Strike Three!: Evangelicals, Vaccines, and Science Denialism

I say, three strikes and you're out.

Evangelicalism's quarrel with science started with evolution, going way back to the Scopes Monkey Trial. That might be "Strike One!" but, truly, I have some sympathy here. I can understand why a conservative evangelical Christian would struggle with evolution. You really do have to do a deep and radical rethink in how your approach Scripture to bring Genesis into conversation with Charles Darwin.

Then came climate change. "Strike Two!" many would say. And yet, the science here is so correlational you can see how people could gravitate toward scientific voices that confirmed their felt convictions.
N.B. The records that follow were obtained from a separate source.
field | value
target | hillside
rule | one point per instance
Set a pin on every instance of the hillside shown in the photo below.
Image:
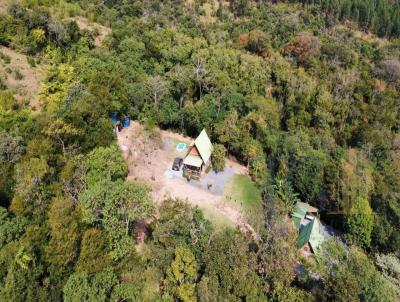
(200, 150)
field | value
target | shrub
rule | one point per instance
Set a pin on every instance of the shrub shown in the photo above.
(18, 75)
(6, 58)
(31, 61)
(218, 157)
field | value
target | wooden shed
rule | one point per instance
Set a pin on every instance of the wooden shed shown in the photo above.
(198, 155)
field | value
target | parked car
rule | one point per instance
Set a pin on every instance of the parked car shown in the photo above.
(177, 164)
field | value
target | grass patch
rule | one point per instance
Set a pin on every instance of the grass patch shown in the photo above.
(218, 219)
(244, 194)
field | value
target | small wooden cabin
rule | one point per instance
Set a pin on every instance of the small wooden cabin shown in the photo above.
(198, 155)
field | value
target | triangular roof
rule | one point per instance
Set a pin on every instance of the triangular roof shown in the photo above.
(312, 233)
(203, 145)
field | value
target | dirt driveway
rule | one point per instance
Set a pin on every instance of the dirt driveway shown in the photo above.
(149, 157)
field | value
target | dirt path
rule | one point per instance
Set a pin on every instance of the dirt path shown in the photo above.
(148, 157)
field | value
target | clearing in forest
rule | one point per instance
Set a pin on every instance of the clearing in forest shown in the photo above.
(20, 77)
(150, 154)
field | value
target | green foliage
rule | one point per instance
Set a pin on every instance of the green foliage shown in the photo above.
(105, 163)
(349, 275)
(115, 206)
(389, 265)
(230, 268)
(181, 275)
(218, 157)
(11, 228)
(62, 249)
(359, 222)
(84, 287)
(180, 225)
(308, 175)
(326, 127)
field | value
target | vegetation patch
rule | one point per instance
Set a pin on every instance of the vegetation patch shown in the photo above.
(243, 193)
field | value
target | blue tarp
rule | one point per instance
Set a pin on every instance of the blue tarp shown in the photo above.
(113, 118)
(127, 122)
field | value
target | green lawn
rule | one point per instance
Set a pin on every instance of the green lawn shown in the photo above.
(244, 194)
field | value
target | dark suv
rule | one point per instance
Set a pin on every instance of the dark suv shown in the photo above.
(177, 164)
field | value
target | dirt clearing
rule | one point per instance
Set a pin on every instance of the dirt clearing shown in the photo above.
(150, 154)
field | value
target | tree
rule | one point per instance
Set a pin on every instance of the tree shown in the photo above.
(181, 275)
(218, 157)
(359, 222)
(62, 248)
(11, 228)
(286, 194)
(277, 248)
(11, 147)
(114, 206)
(308, 175)
(93, 255)
(62, 132)
(30, 189)
(303, 48)
(232, 265)
(258, 41)
(180, 225)
(349, 275)
(156, 89)
(105, 163)
(91, 288)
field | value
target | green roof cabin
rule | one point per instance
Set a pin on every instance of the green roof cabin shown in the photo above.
(198, 156)
(311, 236)
(300, 212)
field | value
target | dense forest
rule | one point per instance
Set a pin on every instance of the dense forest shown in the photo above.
(306, 94)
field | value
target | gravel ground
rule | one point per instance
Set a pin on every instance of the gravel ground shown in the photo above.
(211, 182)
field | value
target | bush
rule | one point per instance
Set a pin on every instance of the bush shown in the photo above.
(18, 75)
(6, 58)
(359, 222)
(2, 85)
(31, 61)
(218, 157)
Still, the massive amount of climate change denialism among evangelicals seems really fishy. Why is this view so widely held among evangelicals? Unlike evolution, no literal reading of the Bible is getting in the way of looking objectively at the climate science. Statistically speaking, then, we should expect views on climate change among evangelicals to mirror those in the general population. But that's not what we find. So clearly something sociological is going on in this community, some epistemic bias that is causing them to look at the science in a peculiar way.

But still, if one was being generous, you could see, given the complexity and controversies of climate science, how people could have a hard time, on their own, locating trusted scientific voices amidst the cacophony of social media.

But then came vaccines for COVID-19. 

As a group, evangelicals tend to be COVID-19 anti-vaxxers. To say nothing about wearing masks.

I really think this has to be "Strike Three!" 

Seriously, I know an evangelical can jump into the comments to debate evolution, climate change, or vaccines. Fine. But those siloed debates are missing what is now a clear pattern: Evangelicals are science-denialists. Again, I don't mind a close debate about any of these particular issues. What I'm pointing to is how this particular community is demonstrating a clear and consistent epistemic bias against science. Issue after issue, it's pretty predictable where this group is going to land. 

What's the source of the bias?

I know atheists might disagree, but I don't think it's the Bible or faith. Yes, a Biblical literalism is in play with evolution. That's true. But as I noted above, there's nothing in the Bible or the Christian creeds getting in the way of looking objectively at climate change. And the same goes for getting in line for a vaccine. 

So the bias has to be coming, and this is really no surprise, from partisan politics, the conflation of evangelicalism with the Republican Party. And to me, that is both sad and hopeful. Sad, as I wish that conflation of faith and politics didn't exist. One shouldn't be storming the Capital in the name of Jesus. But also hopeful in that, should any given evangelical be able to swim their way clear of the partisan riptide, they will find that Jesus is happy for you to get a shot.